"We are already playing a key role in providing innovative solutions to Indian pharmaceutical companies that are ready to go international with their formulations. The support and extensive reach of our principal partnerships are phenomenal."
Could you provide a brief introduction to Clinicare and highlight your key milestones?
Clinicare was established in the 1980s when India was a highly regulated market with high import duties, and there were not many opportunities. The Indian economy opened up in the early 1990s due to a change of leadership in the country, and we are enjoying the fruits of that change today. My passion for healthcare led me to Europe in the 1980s, and we formed partnerships with two companies that we are still associated with today, namely Sarstedt, based in Germany, and Owen Mumford, based in the United Kingdom. As a business group, we began with CHEMOCID in the 1970’s with chemicals being our core business, and today we have a specialty chemicals manufacturing plant that supplies to the global petroleum industry. Sometime in 2000, we had interest from an Indian pharmaceutical company who wanted to launch insulin in cartridges in India, and that is how we got involved with pen systems, which we offered through our association with Owen Mumford. Thereafter, we tied up with a German packaging conglomerate called Gerresheimer and represented them in India for their cartridges, prefill syringes and plastic packaging. In 2013, I helped Gerresheimer buy a facility in Delhi for plastic packaging, and we continue to represent them for prefill syringes and cartridges, which constitutes our core competence along with pens and auto-injectors.
With regards to your client focus today, where do you see the most demand and opportunity?
Every opportunity of scale we are looking at outside of India involves potential partnerships with pharmaceutical companies in the regulated markets, and we see opportunity in combination products such as injectables, cartridge or syringe systems and COP/COC vials and novel drug delivery solutions. As a business, we work with the top 10 Indian pharmaceutical companies on a project basis, from the initial phases to obtaining approval in the regulated markets. We are not sales oriented; we promote delivery systems and solutions for a specific molecule, therapy or end-application. We work with primary packaging and delivery systems for drugs, and we are not involved in drug development. We deal with containers and ophthalmic bottles from a Swedish-based company called Nolato, glass cartridges and syringes from Gerresheimer and COP syringes and vials from an American company called SiO2. We are doing projects with companies like Lupin, Zydus, Sun Pharma and Dr. Reddy’s, to name a few. Products typically take two to four years to reach the point of commercialization, which is why we foster long term relations with our clients.

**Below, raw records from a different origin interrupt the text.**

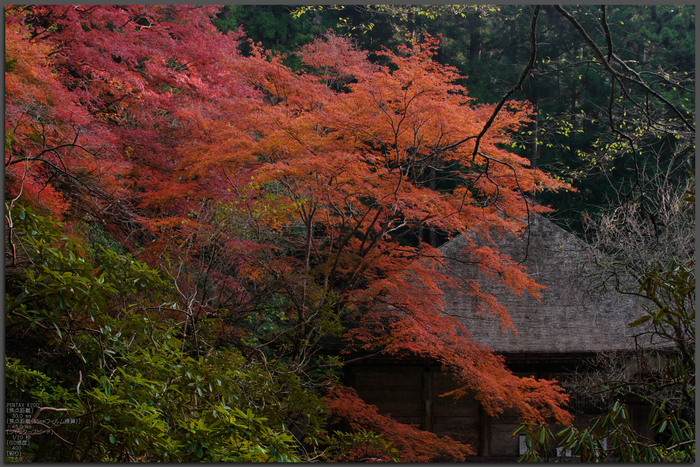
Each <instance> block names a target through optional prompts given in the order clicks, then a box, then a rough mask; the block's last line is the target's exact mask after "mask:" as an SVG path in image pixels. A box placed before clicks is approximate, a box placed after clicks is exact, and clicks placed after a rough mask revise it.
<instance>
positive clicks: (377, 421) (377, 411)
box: [325, 387, 474, 462]
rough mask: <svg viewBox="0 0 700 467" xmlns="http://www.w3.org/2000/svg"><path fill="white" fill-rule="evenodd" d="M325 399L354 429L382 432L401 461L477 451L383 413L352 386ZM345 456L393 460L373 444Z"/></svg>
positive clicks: (450, 461)
mask: <svg viewBox="0 0 700 467" xmlns="http://www.w3.org/2000/svg"><path fill="white" fill-rule="evenodd" d="M325 400H326V402H327V404H328V410H329V411H330V414H331V415H332V416H334V417H338V418H339V419H341V420H344V421H345V422H346V423H349V424H350V426H351V427H352V428H353V429H354V430H362V429H364V430H370V431H372V432H374V433H377V434H381V435H382V437H383V438H384V440H385V441H389V442H390V443H391V447H393V448H394V449H396V450H397V451H398V457H399V458H400V459H401V462H463V461H464V459H465V457H466V456H471V455H474V452H473V451H472V450H471V449H470V448H469V446H467V445H464V444H462V443H460V442H458V441H455V440H453V439H452V438H450V437H449V436H444V437H439V436H437V435H435V434H434V433H429V432H426V431H421V430H419V429H417V428H416V427H414V426H412V425H406V424H403V423H399V422H397V421H395V420H393V419H391V418H390V417H385V416H383V415H381V414H380V413H379V412H378V411H377V408H376V407H374V406H372V405H368V404H366V403H365V402H364V401H363V400H362V399H360V398H359V397H358V396H357V393H356V392H355V391H354V390H353V389H352V388H346V387H340V388H335V389H334V390H333V391H331V392H330V393H329V394H328V395H327V396H326V397H325ZM346 456H347V457H346V458H345V459H342V460H344V461H347V462H357V461H368V460H369V461H374V462H391V461H392V460H393V459H392V457H391V455H390V453H386V452H383V451H381V450H379V449H378V448H376V447H373V446H360V447H357V448H356V449H355V450H354V451H353V452H351V453H350V454H348V455H346ZM348 457H349V458H348Z"/></svg>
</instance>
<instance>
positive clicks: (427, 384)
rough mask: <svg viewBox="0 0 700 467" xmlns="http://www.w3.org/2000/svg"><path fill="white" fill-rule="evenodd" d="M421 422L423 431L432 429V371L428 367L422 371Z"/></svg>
mask: <svg viewBox="0 0 700 467" xmlns="http://www.w3.org/2000/svg"><path fill="white" fill-rule="evenodd" d="M422 376H423V423H422V425H423V426H422V429H423V430H424V431H432V430H433V373H432V372H431V371H430V367H427V368H426V369H425V371H424V372H423V375H422Z"/></svg>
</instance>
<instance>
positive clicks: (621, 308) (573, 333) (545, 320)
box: [441, 216, 642, 354]
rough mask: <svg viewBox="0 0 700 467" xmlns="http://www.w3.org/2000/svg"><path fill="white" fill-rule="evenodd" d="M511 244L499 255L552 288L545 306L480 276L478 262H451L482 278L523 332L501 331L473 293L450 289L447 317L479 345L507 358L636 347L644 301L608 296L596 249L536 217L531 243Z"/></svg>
mask: <svg viewBox="0 0 700 467" xmlns="http://www.w3.org/2000/svg"><path fill="white" fill-rule="evenodd" d="M527 238H528V235H527V232H526V233H525V235H524V238H523V239H518V238H515V237H510V238H506V239H504V240H503V241H501V242H499V247H500V250H501V251H502V252H504V253H506V254H508V255H510V257H511V258H512V259H513V260H514V261H516V262H517V261H522V260H523V259H525V260H524V262H523V264H524V265H525V266H526V267H527V269H528V272H529V274H530V275H531V276H532V277H533V278H534V279H535V280H536V281H537V282H538V283H539V284H541V285H544V286H546V287H548V289H547V290H544V291H543V292H542V299H541V301H538V300H537V299H536V298H534V297H532V296H531V295H523V296H518V295H516V294H515V293H514V292H513V291H512V290H510V289H509V288H508V287H506V286H505V285H503V284H500V283H497V282H495V281H494V280H493V279H491V278H489V277H488V276H486V275H485V274H483V273H481V272H479V271H478V269H477V267H476V266H475V265H473V264H464V263H460V262H459V261H457V260H448V262H447V264H448V265H449V266H448V267H449V269H450V270H451V271H453V273H454V274H456V275H457V276H458V277H464V278H471V279H475V280H477V282H478V283H479V285H480V287H481V288H482V291H488V292H490V293H492V294H493V295H494V296H495V297H496V298H497V299H498V301H499V302H500V303H501V304H503V305H504V306H505V307H506V308H508V309H509V310H510V316H511V318H512V320H513V323H514V325H515V328H516V329H517V336H516V335H515V334H514V333H513V331H512V330H508V331H506V332H504V331H503V330H501V326H500V321H499V319H498V318H496V317H494V316H491V315H489V314H486V315H485V316H484V315H482V314H478V313H475V311H474V310H475V305H474V303H473V301H472V298H471V296H470V295H468V294H460V293H459V291H458V290H455V289H447V290H445V307H446V310H445V311H446V312H447V313H449V314H451V315H457V316H458V317H459V319H460V320H461V322H462V323H463V324H464V325H465V327H466V328H467V329H468V330H469V332H470V333H472V335H473V338H474V340H475V341H476V342H479V343H482V344H485V345H487V346H489V347H490V348H491V349H493V350H494V351H496V352H500V353H521V352H522V353H547V354H553V353H558V354H561V353H574V352H575V353H581V352H583V353H589V352H601V351H610V350H625V349H631V348H632V347H633V343H634V341H633V337H632V335H633V333H634V332H638V331H639V330H638V329H635V328H630V327H629V325H628V323H631V322H632V321H634V320H635V319H636V318H638V317H639V316H640V315H641V313H642V308H641V304H640V302H639V300H638V299H636V298H635V297H633V296H629V295H622V294H619V293H616V292H614V291H609V290H608V291H604V290H602V288H601V286H600V284H601V277H600V269H599V268H597V267H596V265H595V264H594V263H593V261H592V257H591V255H590V249H589V248H590V247H589V246H588V245H587V244H586V243H585V242H583V241H581V240H580V239H578V238H577V237H575V236H574V235H572V234H570V233H568V232H566V231H565V230H563V229H561V228H560V227H558V226H556V225H555V224H554V223H552V222H551V221H549V220H547V219H545V218H543V217H541V216H532V217H531V223H530V234H529V242H528V241H527ZM466 244H467V242H466V239H465V238H464V237H459V238H457V239H455V240H453V241H451V242H449V243H447V244H445V245H444V246H443V247H442V248H441V250H442V251H443V254H444V255H445V256H446V257H457V256H459V253H460V251H461V250H462V248H463V247H464V246H465V245H466Z"/></svg>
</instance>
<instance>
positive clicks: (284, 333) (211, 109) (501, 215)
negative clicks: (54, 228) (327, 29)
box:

What is the biggest challenge for Indian biologics?
The biggest challenge for biologics will be the regulatory pathway. The largest market is the United States, and the pathway is complex even though they opened up the market five years ago. Pharmaceutical companies need to have the vision and the wherewithal to work towards and invest in the biologics business for the future.

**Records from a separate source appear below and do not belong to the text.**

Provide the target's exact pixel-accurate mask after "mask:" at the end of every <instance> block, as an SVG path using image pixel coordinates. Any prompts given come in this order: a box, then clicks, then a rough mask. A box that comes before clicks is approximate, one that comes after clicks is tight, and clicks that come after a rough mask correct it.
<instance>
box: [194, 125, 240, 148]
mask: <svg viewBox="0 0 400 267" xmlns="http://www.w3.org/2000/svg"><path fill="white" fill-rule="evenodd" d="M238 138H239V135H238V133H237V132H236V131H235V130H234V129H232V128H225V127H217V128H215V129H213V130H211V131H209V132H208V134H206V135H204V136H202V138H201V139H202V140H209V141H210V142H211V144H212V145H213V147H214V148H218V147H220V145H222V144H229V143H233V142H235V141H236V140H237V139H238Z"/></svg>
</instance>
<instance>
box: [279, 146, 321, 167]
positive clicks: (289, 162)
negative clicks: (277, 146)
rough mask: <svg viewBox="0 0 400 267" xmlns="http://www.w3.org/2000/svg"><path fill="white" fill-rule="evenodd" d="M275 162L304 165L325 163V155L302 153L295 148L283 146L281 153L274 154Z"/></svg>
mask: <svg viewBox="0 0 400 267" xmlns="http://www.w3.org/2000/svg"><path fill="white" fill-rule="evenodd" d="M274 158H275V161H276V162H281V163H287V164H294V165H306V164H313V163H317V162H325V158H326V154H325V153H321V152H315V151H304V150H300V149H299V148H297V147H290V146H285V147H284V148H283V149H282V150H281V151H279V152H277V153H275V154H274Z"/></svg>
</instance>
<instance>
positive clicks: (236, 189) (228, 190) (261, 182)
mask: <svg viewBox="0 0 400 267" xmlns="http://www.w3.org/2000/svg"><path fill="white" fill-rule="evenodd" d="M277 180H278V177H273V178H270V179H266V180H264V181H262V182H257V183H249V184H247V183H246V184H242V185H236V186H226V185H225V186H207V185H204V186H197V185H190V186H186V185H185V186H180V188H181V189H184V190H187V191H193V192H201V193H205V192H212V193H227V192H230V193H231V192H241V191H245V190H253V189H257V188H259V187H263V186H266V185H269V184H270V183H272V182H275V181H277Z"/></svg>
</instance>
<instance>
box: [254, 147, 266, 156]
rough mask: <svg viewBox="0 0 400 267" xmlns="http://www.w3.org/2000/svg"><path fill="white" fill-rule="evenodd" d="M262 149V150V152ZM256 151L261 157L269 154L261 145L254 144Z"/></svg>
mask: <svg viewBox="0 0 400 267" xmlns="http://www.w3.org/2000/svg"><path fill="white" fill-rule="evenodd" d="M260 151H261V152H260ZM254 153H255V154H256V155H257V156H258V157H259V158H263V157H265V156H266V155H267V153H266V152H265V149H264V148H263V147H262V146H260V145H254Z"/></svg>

Does Clinicare plan to conduct research and development to form its own patents?
We are working on one joint venture project in pharmaceuticals, and we have meetings lined up in the United States in October to start planning a manufacturing site in India for a specific area in pharmaceutical packaging for a facility that will be FDA-approved and EMA-approved. This is an American-Chinese operation, and the third site will be in India.

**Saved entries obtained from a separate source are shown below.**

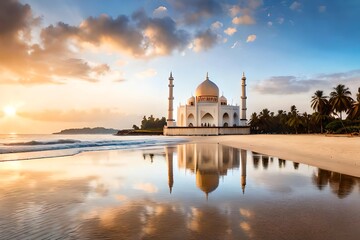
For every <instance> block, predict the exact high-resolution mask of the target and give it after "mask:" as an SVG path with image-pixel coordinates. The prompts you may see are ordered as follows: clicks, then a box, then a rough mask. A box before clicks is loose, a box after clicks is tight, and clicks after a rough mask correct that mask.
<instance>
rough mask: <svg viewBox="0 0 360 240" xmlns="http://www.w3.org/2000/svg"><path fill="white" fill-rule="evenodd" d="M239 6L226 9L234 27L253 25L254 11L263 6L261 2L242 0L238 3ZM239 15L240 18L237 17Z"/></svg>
mask: <svg viewBox="0 0 360 240" xmlns="http://www.w3.org/2000/svg"><path fill="white" fill-rule="evenodd" d="M240 4H241V6H239V5H233V6H230V8H229V9H228V11H229V14H230V16H231V17H232V18H233V19H232V23H233V24H236V25H240V24H243V25H250V24H255V23H256V21H255V18H254V17H253V16H254V14H255V10H256V9H257V8H259V7H260V6H261V5H263V1H262V0H244V1H241V2H240ZM239 15H240V16H239Z"/></svg>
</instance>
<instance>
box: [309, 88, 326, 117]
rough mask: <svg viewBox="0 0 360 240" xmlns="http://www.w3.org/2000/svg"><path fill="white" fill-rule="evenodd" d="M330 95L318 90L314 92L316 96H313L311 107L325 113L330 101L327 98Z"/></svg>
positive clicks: (316, 109) (319, 90) (315, 95)
mask: <svg viewBox="0 0 360 240" xmlns="http://www.w3.org/2000/svg"><path fill="white" fill-rule="evenodd" d="M327 98H328V96H324V92H323V91H321V90H317V91H316V92H315V93H314V96H312V97H311V107H312V108H313V109H314V110H315V111H316V112H319V113H324V111H325V108H326V106H327V105H328V103H329V101H328V100H327Z"/></svg>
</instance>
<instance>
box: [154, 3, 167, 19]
mask: <svg viewBox="0 0 360 240" xmlns="http://www.w3.org/2000/svg"><path fill="white" fill-rule="evenodd" d="M166 13H167V8H166V7H164V6H160V7H158V8H156V9H155V10H154V12H153V15H154V16H156V17H164V16H165V15H166Z"/></svg>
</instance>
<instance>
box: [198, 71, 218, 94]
mask: <svg viewBox="0 0 360 240" xmlns="http://www.w3.org/2000/svg"><path fill="white" fill-rule="evenodd" d="M195 95H196V96H197V97H201V96H207V97H219V88H218V86H216V84H215V83H213V82H212V81H210V80H209V76H208V75H207V74H206V80H205V81H203V82H202V83H200V85H199V86H198V87H197V88H196V90H195Z"/></svg>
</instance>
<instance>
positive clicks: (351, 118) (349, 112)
mask: <svg viewBox="0 0 360 240" xmlns="http://www.w3.org/2000/svg"><path fill="white" fill-rule="evenodd" d="M347 114H348V118H349V119H353V120H355V119H358V118H360V87H359V88H358V92H357V94H356V102H355V101H354V102H353V103H352V106H351V108H350V109H349V110H348V112H347Z"/></svg>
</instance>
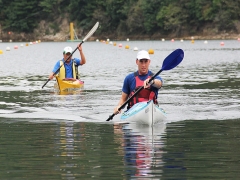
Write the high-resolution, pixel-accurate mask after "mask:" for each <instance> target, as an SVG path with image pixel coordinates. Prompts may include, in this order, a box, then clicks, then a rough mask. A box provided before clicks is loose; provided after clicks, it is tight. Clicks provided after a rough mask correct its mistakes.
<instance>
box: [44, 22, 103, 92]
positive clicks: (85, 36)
mask: <svg viewBox="0 0 240 180" xmlns="http://www.w3.org/2000/svg"><path fill="white" fill-rule="evenodd" d="M98 25H99V22H97V23H96V24H95V25H94V26H93V28H92V29H91V30H90V31H89V33H88V34H87V35H86V36H85V38H84V39H83V40H82V42H81V43H80V44H79V46H81V45H82V43H84V42H85V41H86V40H87V39H88V38H89V37H90V36H91V35H92V34H93V33H94V32H95V31H96V30H97V28H98ZM77 49H78V46H77V47H76V48H75V50H74V51H73V52H72V53H71V54H70V55H69V56H68V58H67V59H66V60H64V62H63V64H64V63H65V62H66V61H67V60H68V59H69V58H70V57H71V56H72V55H73V53H74V52H75V51H76V50H77ZM63 64H62V65H61V66H60V67H59V68H58V69H57V70H56V72H55V73H54V74H53V76H55V75H56V74H57V73H58V71H59V70H60V68H61V67H62V66H63ZM50 80H51V79H49V78H48V80H47V81H46V82H45V83H44V85H43V86H42V88H43V87H44V86H45V85H46V84H47V83H48V82H49V81H50Z"/></svg>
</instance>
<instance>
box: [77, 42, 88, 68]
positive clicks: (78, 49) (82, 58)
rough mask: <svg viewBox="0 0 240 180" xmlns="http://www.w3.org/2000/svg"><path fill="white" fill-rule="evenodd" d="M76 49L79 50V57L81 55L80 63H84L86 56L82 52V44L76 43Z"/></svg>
mask: <svg viewBox="0 0 240 180" xmlns="http://www.w3.org/2000/svg"><path fill="white" fill-rule="evenodd" d="M78 50H79V52H80V57H81V62H80V65H83V64H85V63H86V58H85V56H84V54H83V51H82V46H80V44H79V45H78Z"/></svg>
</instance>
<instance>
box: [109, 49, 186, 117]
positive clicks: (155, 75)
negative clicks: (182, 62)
mask: <svg viewBox="0 0 240 180" xmlns="http://www.w3.org/2000/svg"><path fill="white" fill-rule="evenodd" d="M183 57H184V52H183V50H182V49H176V50H175V51H173V52H172V53H171V54H169V55H168V56H167V57H166V58H165V59H164V61H163V64H162V68H161V69H160V70H159V71H158V72H157V73H156V74H155V75H154V76H152V77H151V78H150V79H149V81H148V83H151V81H152V80H154V79H155V78H156V76H158V75H159V74H160V73H161V72H162V71H166V70H170V69H173V68H175V67H176V66H177V65H178V64H179V63H180V62H182V60H183ZM143 88H144V87H143V86H141V87H140V88H139V89H138V90H137V91H136V92H135V93H134V94H133V95H132V96H131V97H130V98H129V99H128V100H127V101H125V103H123V104H122V105H121V106H120V107H119V108H118V111H120V110H121V109H122V108H124V107H125V106H126V104H127V103H128V102H129V101H131V100H132V99H133V98H134V97H135V96H136V95H137V94H138V93H139V92H140V91H141V90H142V89H143ZM115 115H116V114H114V113H113V114H112V115H111V116H109V118H108V119H107V120H106V121H110V120H112V119H113V117H114V116H115Z"/></svg>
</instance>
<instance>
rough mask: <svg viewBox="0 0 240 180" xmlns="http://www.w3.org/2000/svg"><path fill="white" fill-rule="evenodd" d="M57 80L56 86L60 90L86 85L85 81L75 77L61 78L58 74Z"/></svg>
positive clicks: (73, 88)
mask: <svg viewBox="0 0 240 180" xmlns="http://www.w3.org/2000/svg"><path fill="white" fill-rule="evenodd" d="M56 80H57V82H56V83H55V85H54V88H56V89H58V90H59V91H60V92H61V91H73V90H78V89H80V88H82V87H83V85H84V82H83V81H81V80H79V79H74V78H65V79H60V78H59V77H58V76H56Z"/></svg>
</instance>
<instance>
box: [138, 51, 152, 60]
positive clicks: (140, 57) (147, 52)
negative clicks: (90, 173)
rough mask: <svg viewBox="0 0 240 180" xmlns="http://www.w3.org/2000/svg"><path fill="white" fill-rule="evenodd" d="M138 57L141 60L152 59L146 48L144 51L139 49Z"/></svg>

What is your final message to our readership about Clinicare looking ahead to the next three to five years?
We are already playing a key role in providing innovative solutions to Indian pharmaceutical companies that are ready to go international with their formulations. The support and extensive reach of our principal partnerships are phenomenal as it includes partnerships such as Owen Mumford and Baltimore Innovations in the United Kingdom, Gerresheimer and Sarstedt, Remy & Geiser and Gerresheimer in Germany, Rovipharm in France, Wisepac Inc. and SiO2 in the United States and Nolato in Sweden, to name a few. These companies fully support Clinicare, and we are conducting roadshows every month in India with each of our partners. We have held back as salespeople, pitching ourselves as more of a solution provider, and this strategy has received positive reactions from the market. We are making headway with our project within the United States, and one year down the line we will be able to tell a different story once our products and solutions for Indian pharmaceuticals will be available in the United States and Europe. We have been working on this vision for over 18 years, and we are excited about the future.